Roy Wood's 1973 Christmas anthem may never have got to number one, but it remains a festive classic nearly 50 years later.

"When the snowman brings the snow..."

Wizzard scored a massive hit with 'I Wish It Could Be Christmas Everyday', cementing Roy Wood's band as festive heroes in the UK alongside the likes of Slade, Mud, Jona Lewie and others.

  1. Who wrote 'I Wish It Could Be Christmas Everyday'?

    Roy Wood wrote the song, which was a non-album release in late 1973.

    Wood was previously a member of The Move and ELO, and his latest band Wizzard were making a name for themselves as one of the biggest glam groups around.

    "I decided to make a Christmas single because they’d been unfashionable for years," he told the Guardian. "We thought it would be worth trying a real rock’n’roll Christmas song."

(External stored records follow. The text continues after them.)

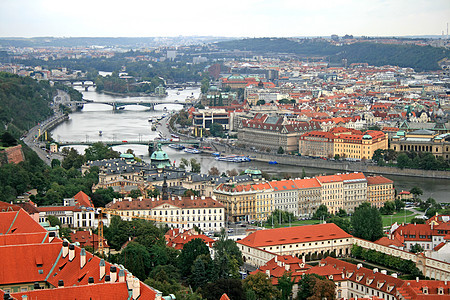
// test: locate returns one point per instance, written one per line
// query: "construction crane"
(120, 213)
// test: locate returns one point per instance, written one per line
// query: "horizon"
(252, 18)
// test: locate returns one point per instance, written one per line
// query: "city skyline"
(253, 18)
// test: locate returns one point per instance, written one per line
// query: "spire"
(165, 194)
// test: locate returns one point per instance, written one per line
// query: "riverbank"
(342, 166)
(131, 94)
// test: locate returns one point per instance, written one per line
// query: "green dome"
(159, 158)
(253, 172)
(236, 77)
(127, 156)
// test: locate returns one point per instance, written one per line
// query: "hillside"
(421, 58)
(23, 102)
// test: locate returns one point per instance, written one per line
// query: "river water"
(132, 124)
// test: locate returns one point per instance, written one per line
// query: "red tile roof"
(294, 235)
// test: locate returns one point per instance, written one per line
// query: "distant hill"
(23, 102)
(421, 58)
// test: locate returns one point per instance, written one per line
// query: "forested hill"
(421, 58)
(23, 102)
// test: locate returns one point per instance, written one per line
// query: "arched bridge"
(121, 105)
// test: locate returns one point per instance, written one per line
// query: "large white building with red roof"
(312, 240)
(179, 212)
(35, 264)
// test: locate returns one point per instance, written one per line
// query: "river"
(132, 124)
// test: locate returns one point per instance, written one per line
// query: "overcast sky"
(237, 18)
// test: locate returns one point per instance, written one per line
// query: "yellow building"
(379, 190)
(354, 145)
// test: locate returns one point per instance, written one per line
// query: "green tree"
(216, 130)
(367, 223)
(99, 151)
(321, 212)
(195, 166)
(202, 271)
(285, 285)
(189, 254)
(262, 286)
(232, 287)
(227, 257)
(136, 259)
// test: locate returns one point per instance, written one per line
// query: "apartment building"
(178, 212)
(332, 192)
(379, 190)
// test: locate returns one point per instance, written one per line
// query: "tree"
(99, 151)
(313, 286)
(416, 248)
(232, 287)
(262, 286)
(227, 258)
(189, 254)
(195, 166)
(214, 171)
(216, 130)
(367, 223)
(285, 284)
(136, 259)
(321, 212)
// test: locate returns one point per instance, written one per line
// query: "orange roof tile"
(293, 235)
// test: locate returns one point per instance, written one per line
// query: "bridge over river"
(128, 142)
(118, 105)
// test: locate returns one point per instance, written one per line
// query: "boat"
(191, 150)
(176, 146)
(233, 158)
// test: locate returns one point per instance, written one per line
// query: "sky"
(233, 18)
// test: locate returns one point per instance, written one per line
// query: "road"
(39, 147)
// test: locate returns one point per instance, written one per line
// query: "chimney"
(82, 258)
(51, 236)
(102, 268)
(133, 286)
(113, 273)
(71, 252)
(65, 248)
(121, 275)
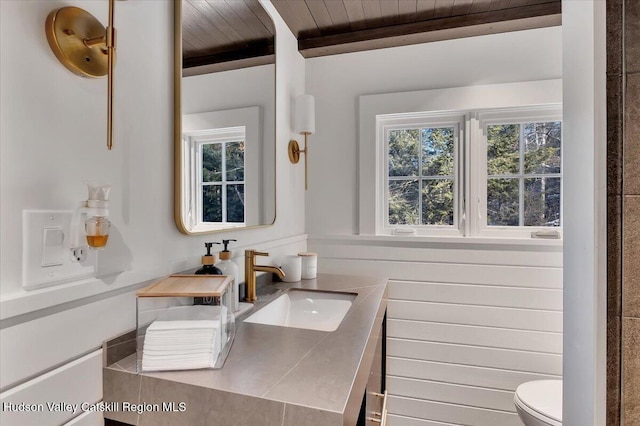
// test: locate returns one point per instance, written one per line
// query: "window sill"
(445, 241)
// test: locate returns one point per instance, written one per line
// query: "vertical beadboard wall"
(467, 323)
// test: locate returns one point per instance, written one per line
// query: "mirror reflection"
(225, 115)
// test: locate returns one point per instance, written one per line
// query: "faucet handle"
(252, 253)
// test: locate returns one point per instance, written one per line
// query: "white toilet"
(539, 403)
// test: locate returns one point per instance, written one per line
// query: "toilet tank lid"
(543, 396)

  2. How was the song made?

    Wizzard - I Wish It Could Be Christmas Everyday (Official Music Video)

    With Wood singing lead vocals, the song's backing vocals were by the Suedettes, formed by the choir of Stockland Green School First Year in Birmingham.

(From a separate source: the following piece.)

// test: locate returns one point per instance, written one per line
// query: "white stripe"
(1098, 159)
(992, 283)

    The original sleeve of the single credited them as 'Miss Snob and Class 3C', with 'Additional noises'.

    The song was recorded in August 1973, and so to create a feestive feeling engineer Steve Brown decorated the studio with Christmas decorations and turned the air conditioning down to freezing.

    Wood also wore a wooly hat he found in lost property, and the schoolchildren were brought down from the Midlands to London by bus during the autumn half-term to add their vocals.

    Schoolgirl Hilary Gunton later said: "My mother didn’t want me to go. I was just 12 and she was worried about what might happen to me with these rock types, but I said I would never ever talk to her again if she stopped me.

    "One day at assembly, the music teacher auditioned us by having us sing hymns unaccompanied in front of the whole school. It was incredibly embarrassing but I knew that if I wanted to meet Wizzard, I had to do it."

    Wood said: "When I was in the control room listening to the kids singing what I’d written, I got really choked up, and the hairs were standing up on the back of my neck. It was glorious."

    He added: "People talk about it being over-produced, but the effect I was trying to get was something I personally associate with Christmas, that Walt Disney music feel. It’s Disney movie music without the film."

    Sadly, the kids themselves weren't allowed on Top of the Pops for its now-famous music video: "I really wanted to use the schoolkids but we had to use Equity children, so we got them from the Italia Conti acting school.

    "I was really brassed off because the kids they sent were much too big, and they didn’t even know the song, so half of them just stood there. They didn’t even sing the words."

  3. How did it perform in the charts?

    Amazingly, the song only peaked at number 4 in 1973.

    It just so happened to be the same year in which Slade released 'Merry Xmas Everybody', who beat them to the Christmas number one spot that year.

    However, it has since been re-issued many times and since 2007 it has re-entered the top 40 pretty much every year. It re-entered the top 10 for the first time since 1973 in 2019 thanks to streaming.

  4. Don't forget the Wombles version

    The Wombles with Roy Wood - I Wish It Could Be A Wombling Merry Christmas Everyday

    In 2000, Wood re-recorded the song for Mike Batt's Dramatico Records, as part of a medley with Batt's song 'Wombling Merry Christmas' by The Wombles.

    The novelty mashup was released as 'I Wish It Could Be a Wombling Christmas Everyday' and reached number 22.